A Federal Judge Orders LA to Shelter All Unhoused Residents of Skid Row Within 180 Days
A federal judge overseeing a sweeping lawsuit about homelessness in Los Angeles on Tuesday ordered the city and county to find shelter for all unhoused residents of Skid Row within 180 days and audit any spending related to the out-of-control crisis of people living on the streets.
Judge David O. Carter slammed officials’ inability to restrain the unprecedented growth of homelessness that has seen encampments spread into nearly every neighborhood in the region.
“Los Angeles has lost its parks, beaches, schools, sidewalks, and highway systems due to the inaction of city and county officials who have left our homeless citizens with no other place to turn,” Carter wrote in a 110-page brief sprinkled with quotes from Abraham Lincoln and an extensive history of how skid row was first created.
“All of the rhetoric, promises, plans, and budgeting cannot obscure the shameful reality of this crisis — that year after year, there are more homeless Angelenos, and year after year, more homeless Angelenos die on the streets,” Carter wrote in granting a preliminary injunction sought by the plaintiffs last week.
The judge’s filing was made a day after Los Angeles Mayor Eric Garcetti vowed to spend nearly $1 billion in the coming year to get people off the streets. Carter on Tuesday ordered “that $1 billion, as represented by Mayor Garcetti, will be placed in escrow,” with a spending plan “accounted for and reported to the Court within seven days.”

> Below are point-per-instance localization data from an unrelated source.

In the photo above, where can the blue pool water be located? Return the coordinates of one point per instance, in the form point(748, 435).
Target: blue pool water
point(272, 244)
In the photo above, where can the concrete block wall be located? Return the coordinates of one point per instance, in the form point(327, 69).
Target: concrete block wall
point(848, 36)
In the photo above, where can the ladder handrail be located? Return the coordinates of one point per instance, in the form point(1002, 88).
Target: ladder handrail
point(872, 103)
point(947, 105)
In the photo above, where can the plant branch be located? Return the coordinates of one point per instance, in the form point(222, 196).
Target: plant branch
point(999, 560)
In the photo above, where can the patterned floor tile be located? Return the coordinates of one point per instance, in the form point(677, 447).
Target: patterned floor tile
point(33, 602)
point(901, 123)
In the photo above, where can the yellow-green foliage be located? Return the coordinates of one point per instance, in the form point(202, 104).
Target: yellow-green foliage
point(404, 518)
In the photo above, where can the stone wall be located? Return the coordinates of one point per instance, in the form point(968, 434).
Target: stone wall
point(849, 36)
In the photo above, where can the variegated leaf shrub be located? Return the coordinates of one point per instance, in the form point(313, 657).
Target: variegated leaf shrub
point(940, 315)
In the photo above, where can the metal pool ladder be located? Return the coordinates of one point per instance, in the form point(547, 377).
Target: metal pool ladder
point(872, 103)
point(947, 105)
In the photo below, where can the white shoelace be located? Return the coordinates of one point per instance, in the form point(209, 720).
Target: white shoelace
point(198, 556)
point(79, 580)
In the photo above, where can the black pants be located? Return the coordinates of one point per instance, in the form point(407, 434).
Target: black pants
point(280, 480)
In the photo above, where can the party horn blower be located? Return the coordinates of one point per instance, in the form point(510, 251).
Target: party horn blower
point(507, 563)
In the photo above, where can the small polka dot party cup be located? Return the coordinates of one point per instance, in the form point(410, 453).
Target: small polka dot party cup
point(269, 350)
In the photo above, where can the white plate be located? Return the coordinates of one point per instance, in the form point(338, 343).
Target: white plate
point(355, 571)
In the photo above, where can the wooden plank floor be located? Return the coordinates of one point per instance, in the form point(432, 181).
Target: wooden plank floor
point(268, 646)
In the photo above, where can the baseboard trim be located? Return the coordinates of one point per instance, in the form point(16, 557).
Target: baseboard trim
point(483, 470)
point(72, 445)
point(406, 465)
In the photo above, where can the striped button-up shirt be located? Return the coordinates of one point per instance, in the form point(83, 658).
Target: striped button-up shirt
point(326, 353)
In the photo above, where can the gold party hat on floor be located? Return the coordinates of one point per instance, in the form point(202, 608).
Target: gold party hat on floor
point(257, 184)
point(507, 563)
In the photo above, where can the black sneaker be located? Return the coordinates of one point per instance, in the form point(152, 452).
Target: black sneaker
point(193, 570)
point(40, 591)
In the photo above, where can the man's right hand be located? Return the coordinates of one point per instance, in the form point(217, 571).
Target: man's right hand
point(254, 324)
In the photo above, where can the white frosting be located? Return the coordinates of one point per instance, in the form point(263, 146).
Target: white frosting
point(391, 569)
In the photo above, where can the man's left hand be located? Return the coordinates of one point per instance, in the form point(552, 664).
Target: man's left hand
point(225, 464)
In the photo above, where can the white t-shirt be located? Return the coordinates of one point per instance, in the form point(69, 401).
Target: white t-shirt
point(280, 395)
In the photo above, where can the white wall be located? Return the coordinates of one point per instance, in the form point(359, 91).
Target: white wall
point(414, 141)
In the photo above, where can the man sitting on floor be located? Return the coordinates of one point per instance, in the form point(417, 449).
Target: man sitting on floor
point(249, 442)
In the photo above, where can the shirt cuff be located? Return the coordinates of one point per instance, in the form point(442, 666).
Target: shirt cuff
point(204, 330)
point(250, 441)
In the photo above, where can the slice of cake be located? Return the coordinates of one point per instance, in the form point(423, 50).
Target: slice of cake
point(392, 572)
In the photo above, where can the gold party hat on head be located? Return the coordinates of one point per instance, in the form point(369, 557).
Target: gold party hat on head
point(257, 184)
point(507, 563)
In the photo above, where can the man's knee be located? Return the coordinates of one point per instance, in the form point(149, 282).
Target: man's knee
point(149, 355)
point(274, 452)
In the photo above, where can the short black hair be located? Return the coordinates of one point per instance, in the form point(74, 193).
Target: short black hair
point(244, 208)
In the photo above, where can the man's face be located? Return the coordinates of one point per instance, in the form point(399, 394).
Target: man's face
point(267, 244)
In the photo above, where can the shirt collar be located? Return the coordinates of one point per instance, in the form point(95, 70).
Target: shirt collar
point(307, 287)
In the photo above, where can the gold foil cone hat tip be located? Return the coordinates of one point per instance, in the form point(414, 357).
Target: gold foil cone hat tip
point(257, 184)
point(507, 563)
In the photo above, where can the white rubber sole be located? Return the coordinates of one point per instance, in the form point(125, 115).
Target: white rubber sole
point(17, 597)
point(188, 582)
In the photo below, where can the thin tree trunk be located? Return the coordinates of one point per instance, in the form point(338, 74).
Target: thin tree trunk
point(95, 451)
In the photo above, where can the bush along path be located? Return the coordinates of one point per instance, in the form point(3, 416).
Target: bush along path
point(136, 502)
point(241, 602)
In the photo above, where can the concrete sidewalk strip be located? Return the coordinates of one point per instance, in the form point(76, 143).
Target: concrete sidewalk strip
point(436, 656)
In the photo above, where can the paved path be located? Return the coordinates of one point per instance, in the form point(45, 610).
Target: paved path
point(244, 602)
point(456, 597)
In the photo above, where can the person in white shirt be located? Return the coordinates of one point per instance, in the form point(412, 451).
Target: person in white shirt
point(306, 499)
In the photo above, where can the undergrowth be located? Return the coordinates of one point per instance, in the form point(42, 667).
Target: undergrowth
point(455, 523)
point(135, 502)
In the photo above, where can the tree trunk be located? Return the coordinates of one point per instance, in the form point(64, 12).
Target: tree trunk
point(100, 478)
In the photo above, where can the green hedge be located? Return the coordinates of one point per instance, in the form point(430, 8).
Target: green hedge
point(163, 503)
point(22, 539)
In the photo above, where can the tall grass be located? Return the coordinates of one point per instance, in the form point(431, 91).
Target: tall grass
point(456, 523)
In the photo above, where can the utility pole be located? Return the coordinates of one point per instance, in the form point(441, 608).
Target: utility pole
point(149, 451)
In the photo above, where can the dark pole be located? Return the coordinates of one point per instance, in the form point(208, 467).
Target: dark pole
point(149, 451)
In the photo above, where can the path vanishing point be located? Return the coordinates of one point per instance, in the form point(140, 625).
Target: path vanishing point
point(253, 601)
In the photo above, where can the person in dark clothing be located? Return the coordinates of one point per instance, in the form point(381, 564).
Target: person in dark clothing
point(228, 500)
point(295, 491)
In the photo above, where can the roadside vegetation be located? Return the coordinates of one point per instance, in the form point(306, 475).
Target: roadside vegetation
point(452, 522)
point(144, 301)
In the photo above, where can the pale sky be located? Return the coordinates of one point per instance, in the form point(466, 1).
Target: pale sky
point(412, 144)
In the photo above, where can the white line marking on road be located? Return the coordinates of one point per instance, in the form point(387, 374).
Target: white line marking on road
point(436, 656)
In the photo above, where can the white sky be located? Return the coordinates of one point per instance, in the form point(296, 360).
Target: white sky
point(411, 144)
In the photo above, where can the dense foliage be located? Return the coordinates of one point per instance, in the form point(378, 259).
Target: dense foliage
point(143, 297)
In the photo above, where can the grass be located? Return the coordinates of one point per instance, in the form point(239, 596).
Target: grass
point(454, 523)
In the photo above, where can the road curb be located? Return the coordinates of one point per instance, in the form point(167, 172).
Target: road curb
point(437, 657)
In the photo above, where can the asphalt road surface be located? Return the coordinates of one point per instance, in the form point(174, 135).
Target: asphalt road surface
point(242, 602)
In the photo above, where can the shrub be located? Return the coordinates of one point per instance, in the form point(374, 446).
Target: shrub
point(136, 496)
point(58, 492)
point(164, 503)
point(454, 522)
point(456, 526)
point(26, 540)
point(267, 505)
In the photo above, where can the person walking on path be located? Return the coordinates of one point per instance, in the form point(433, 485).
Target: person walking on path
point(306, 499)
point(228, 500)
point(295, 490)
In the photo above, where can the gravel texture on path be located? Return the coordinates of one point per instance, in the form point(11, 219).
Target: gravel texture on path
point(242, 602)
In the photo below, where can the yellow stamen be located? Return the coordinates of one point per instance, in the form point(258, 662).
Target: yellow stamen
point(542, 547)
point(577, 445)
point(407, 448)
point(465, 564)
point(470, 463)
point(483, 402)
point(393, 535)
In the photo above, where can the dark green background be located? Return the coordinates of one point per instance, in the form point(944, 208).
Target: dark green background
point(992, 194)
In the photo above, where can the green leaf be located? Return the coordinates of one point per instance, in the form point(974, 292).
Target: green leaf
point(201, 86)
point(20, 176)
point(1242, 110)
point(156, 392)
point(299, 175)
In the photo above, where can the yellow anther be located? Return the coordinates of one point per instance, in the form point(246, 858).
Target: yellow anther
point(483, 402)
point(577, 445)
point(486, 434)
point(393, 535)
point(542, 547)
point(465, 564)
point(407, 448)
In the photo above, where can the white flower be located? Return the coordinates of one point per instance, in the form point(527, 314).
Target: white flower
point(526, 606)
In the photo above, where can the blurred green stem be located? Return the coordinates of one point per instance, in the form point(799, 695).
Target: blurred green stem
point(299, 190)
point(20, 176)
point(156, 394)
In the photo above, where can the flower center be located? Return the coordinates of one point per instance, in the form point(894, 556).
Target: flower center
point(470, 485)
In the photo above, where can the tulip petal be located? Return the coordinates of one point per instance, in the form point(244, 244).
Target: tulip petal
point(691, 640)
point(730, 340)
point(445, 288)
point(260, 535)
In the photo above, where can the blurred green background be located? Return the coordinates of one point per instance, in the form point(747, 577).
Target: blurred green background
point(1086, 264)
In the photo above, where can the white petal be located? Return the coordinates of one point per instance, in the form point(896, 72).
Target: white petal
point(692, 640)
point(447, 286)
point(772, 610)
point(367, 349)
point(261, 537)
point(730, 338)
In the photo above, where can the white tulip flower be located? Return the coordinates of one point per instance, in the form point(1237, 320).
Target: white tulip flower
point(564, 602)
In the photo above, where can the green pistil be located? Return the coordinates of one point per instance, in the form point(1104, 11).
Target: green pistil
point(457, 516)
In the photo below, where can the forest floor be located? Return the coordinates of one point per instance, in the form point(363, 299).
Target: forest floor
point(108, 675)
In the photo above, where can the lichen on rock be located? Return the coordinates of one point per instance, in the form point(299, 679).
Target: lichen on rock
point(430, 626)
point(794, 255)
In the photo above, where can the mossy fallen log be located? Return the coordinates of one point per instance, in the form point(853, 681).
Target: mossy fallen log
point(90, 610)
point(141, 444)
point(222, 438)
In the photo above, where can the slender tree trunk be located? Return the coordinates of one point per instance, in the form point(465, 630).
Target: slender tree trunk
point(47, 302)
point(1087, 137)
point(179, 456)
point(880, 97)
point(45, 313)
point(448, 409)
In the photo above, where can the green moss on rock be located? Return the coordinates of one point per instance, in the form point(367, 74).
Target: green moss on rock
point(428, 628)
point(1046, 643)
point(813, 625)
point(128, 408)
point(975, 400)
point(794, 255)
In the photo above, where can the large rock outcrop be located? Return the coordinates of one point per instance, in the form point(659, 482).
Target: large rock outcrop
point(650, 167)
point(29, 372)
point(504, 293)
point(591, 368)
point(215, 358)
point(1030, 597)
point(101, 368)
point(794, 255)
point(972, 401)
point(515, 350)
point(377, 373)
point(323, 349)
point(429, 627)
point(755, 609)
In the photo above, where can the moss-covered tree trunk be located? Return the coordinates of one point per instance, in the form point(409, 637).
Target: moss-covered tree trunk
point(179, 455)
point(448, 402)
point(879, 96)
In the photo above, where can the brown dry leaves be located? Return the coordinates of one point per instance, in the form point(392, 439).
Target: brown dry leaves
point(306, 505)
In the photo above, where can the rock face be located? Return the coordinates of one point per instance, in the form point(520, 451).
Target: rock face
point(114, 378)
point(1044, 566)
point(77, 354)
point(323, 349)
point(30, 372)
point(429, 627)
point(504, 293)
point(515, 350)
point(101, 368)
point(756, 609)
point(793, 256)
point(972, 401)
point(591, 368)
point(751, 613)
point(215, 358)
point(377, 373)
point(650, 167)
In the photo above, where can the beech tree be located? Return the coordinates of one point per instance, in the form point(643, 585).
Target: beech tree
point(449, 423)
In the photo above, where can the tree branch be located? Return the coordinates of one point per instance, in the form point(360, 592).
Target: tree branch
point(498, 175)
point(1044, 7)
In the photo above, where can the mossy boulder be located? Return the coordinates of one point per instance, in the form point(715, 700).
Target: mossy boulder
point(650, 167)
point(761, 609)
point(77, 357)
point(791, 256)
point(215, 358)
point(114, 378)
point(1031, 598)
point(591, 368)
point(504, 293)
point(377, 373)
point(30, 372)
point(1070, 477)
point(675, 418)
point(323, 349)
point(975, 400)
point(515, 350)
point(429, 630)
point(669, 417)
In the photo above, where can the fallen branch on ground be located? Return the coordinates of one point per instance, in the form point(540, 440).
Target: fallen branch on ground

In addition, Carter mandated the city auditor examine all public money spent in recent years to combat homelessness, including funds from a 2016 bond measure approved by voters to create 10,000 housing units over a decade. But that project has been slow to ramp up.
As of January 2020, there were more than 66,400 homeless people in Los Angeles County, with 41,000 within LA city limits. While the homeless population was once largely confined to the notorious Skid Row neighborhood in downtown, rows of tents, cardboard shelters, battered RVs and makeshift plywood structures are now familiar sights throughout the nation’s second-most populous city.